In a comparison test between the 2008 Aston Martin DBS and 2008 Ferrari 599 GTB Fiorano in the July 2008 issue of Automobile Magazine, we gave the nod to the car from Maranello but the purity and gruffness of the English car left a lasting impression. But, at $266,350, the top spec Aston is a true exotic. The entry-level car, the V8 Vantage, is gorgeous and sounds fantastic but we've always felt let down by the lack of power provided by the Jaguar-derived 4.3-liter V-8. With the buzz from the DBS experience still fresh in our heads, we hopped on a plane to Germany for a drive in the tweaked for 2009 Aston Martin V8 Vantage.
At first glance, nothing is new. If you ignore the nineteen-inch aluminum wheels, nothing is new on the outside. Aston really didn't need to change a thing as the V8 Vantage already was blessed with near-perfect proportions and amazing road presence. Inside, there is change but the additions are far better in theory than execution. The old car used a key that utilized a mixture of Jaguar and Volvo parts. It really wasn't good enough for a $100,000 car. Now, the V8 Vantage uses the same setup as the DBS. The ECU, or the emotion control unit as Aston insists on calling the new key, is inserted in a slot where the starter button used to live. Though the ECU ignites the engine more consistently in the V8 Vantage than in the DBS, you can still catch it out at inopportune times, forcing you to remove the ECU and start the procedure all over again. Also from the DBS is the ergonomically compromised center stack and optional satellite navigation. Switching between the integrated iPod interface, the navigation system, and Bluetooth makes BMW's iDrive look impressive. Finally, a taller center armrest was introduced last year and it makes shifting the wonderful, racecar-positive six-speed manual gearbox a chore as your elbow drops into the integrated cupholders while changing gear. We're hopeful these complaints are something that buyers are able to get used to or at least live with, but we feel that it's a case of the styling department leading the show and not the engineers. Chief designer Marek Reichman told us that anyone who is bothered by armrest should just order the improved but still slightly clunky paddle-shift sequential manual transmission. We don't like that answer. We prefer the words of an Aston product guy. He told us that they're aware of the armrest design issue, he's not nuts about it as well, and they are working on a fix. In the end, we just want Aston to concentrate its resources on pure, driver-focused function instead of questionable interior design as the V8 Vantage is a car you want to drive and hear.

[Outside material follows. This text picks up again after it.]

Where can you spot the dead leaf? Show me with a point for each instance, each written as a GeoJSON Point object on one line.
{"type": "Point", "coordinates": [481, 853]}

And boy does it still sound fantastic. Only now, the extroverted music is accompanied by impressive speed. That's the big news for 2009; the V8 Vantage now has the pace to match the looks. The old engine couldn't be pushed past 4.3-liters and Aston CEO Dr. Ulrich Bez is outspoken in his love for normally aspirated engines. The best solution was a new engine block, allowing the powerplant to grow to 4.7 liters. The change yields a bump of 40 horsepower for a total of 420. More importantly, torque jumps by 15 percent. Where the old car always felt quite flat and a bit of a let down when the muffler bypass valves opened up at around 4000 RPM, it now feels like the Aston engineers added power exactly where it was missing. Midrange punch is vastly improved and the pull up to the 7200 RPM rev limiter is strong. We pushed the new V8 Vantage past 160 mph on the Autobahn with little effort, making Aston's claim of a 180 mph top speed seem accurate.

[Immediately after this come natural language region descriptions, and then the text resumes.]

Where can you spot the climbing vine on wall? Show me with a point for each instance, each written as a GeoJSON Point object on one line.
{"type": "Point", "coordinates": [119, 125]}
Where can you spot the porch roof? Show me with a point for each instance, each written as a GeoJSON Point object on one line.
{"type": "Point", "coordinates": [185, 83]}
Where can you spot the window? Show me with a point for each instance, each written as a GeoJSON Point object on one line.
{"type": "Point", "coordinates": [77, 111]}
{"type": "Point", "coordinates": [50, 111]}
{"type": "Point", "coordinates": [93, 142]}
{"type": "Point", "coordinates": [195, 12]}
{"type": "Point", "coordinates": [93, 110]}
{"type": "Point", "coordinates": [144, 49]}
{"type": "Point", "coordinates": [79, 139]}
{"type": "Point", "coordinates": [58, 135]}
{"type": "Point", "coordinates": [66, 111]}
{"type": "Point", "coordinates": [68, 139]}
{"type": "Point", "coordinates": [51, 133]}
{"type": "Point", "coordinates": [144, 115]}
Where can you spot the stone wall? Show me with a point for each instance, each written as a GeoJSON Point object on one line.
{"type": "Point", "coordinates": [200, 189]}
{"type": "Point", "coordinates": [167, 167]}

When we turned off the German highway system, things continued to impress. New Bilstein dampers, revised suspension geometry, and an available stiffer sport suspension are all new for 2009. Where the old car always felt outshined in outright handling by a Porsche 911 and in ride quality by the Jaguar XKR, the new car is an improvement in both areas. It still has a stiff low-speed ride, especially with the sport suspension fitted, but it's perfectly in line with the character of the car. All these revisions turn the Aston into a real back-roads weapon. The rear end feels much better planted over road imperfections and the steering is meaty and responsive. The combination of the refined chassis and screaming V-8 make the baby Aston a car that you want to drive and drive hard all day long.
Despite our gushing, one improvement we'd like to see is more supportive seats to match the upgraded performance. Aston offers aggressive yet cosseting one-piece carbon-fiber sports seat in the DBS in Europe but they aren't available in the USA due to the lack of side airbags. We'd love to see Aston design a hardcore sport seat for the U.S. market and offer it on both the DBS and V8 Vantage. Our only other complaint is that the stability control system is slightly over eager to come into play when driving the V-8-powered Aston quickly. The DBS offers a sportier, more tolerant stability control mode and this feature would be a welcome addition to the V8 Vantage as well.

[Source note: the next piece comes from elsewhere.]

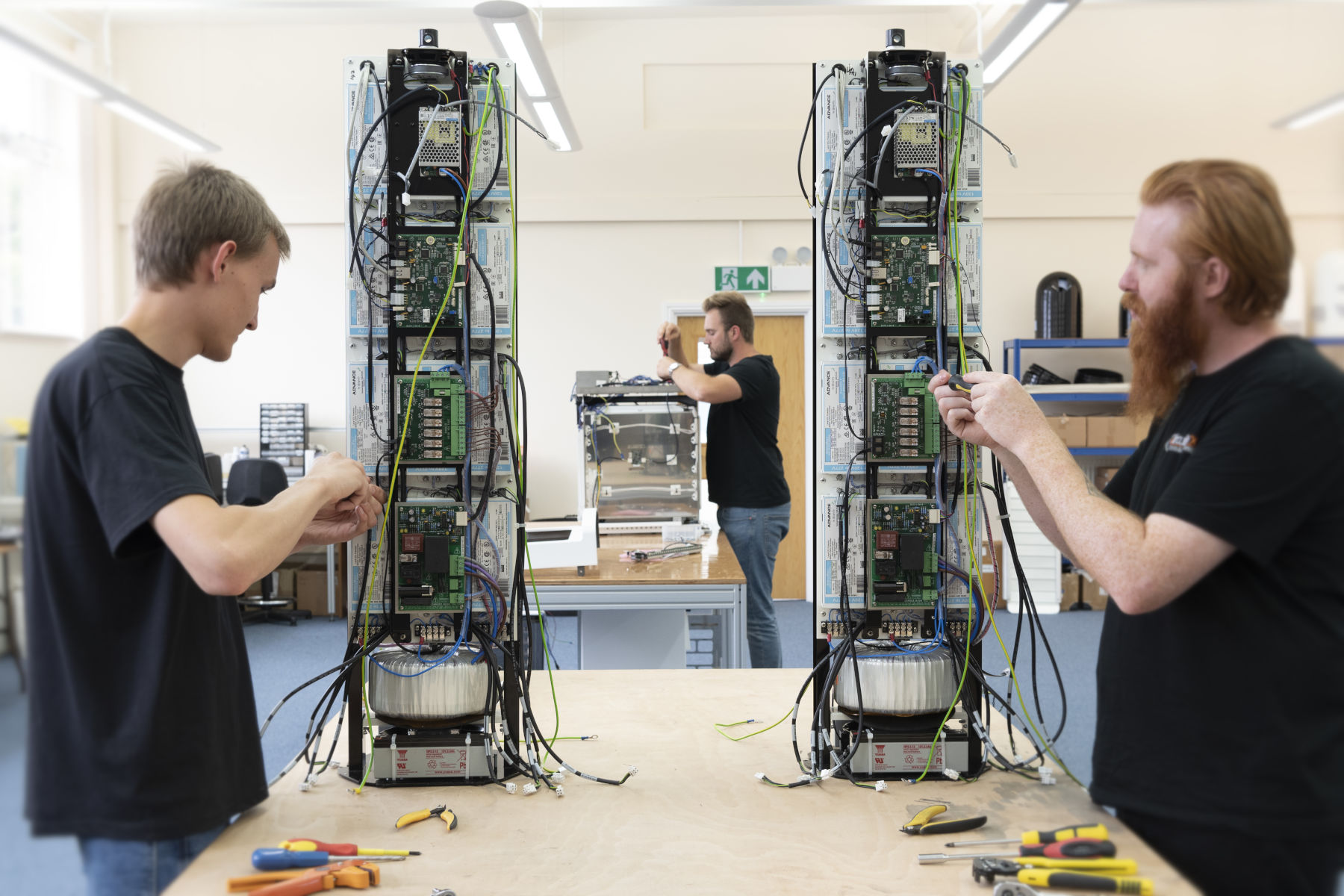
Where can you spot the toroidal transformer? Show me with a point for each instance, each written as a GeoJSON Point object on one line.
{"type": "Point", "coordinates": [426, 689]}
{"type": "Point", "coordinates": [897, 682]}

As before, buyers can choose between a V8 Vantage coupe or roadster. We'll give the nod to the hardtop for its gorgeous silhouette, focused character, and cheaper price but the drop-top gives up very little in handling up to eight or nine tenths and allows the sound from the tailpipes to enter the cabin on a near-religious level.
On paper, the not so successful interior changes, the upgraded chassis, and the larger engine don't look like much. But the end product is a fantastic automobile and exactly what the V8 Vantage should have been when it was first launched in 2005. Plus, at an estimated price of $120,000 for the coupe, it carries a balance of gorgeous design, hand-built charisma, and outright performance that is tough to beat. Finally after three years, the baby Aston is a true competitor for both the Porsche 911 Turbo and the Audi R8.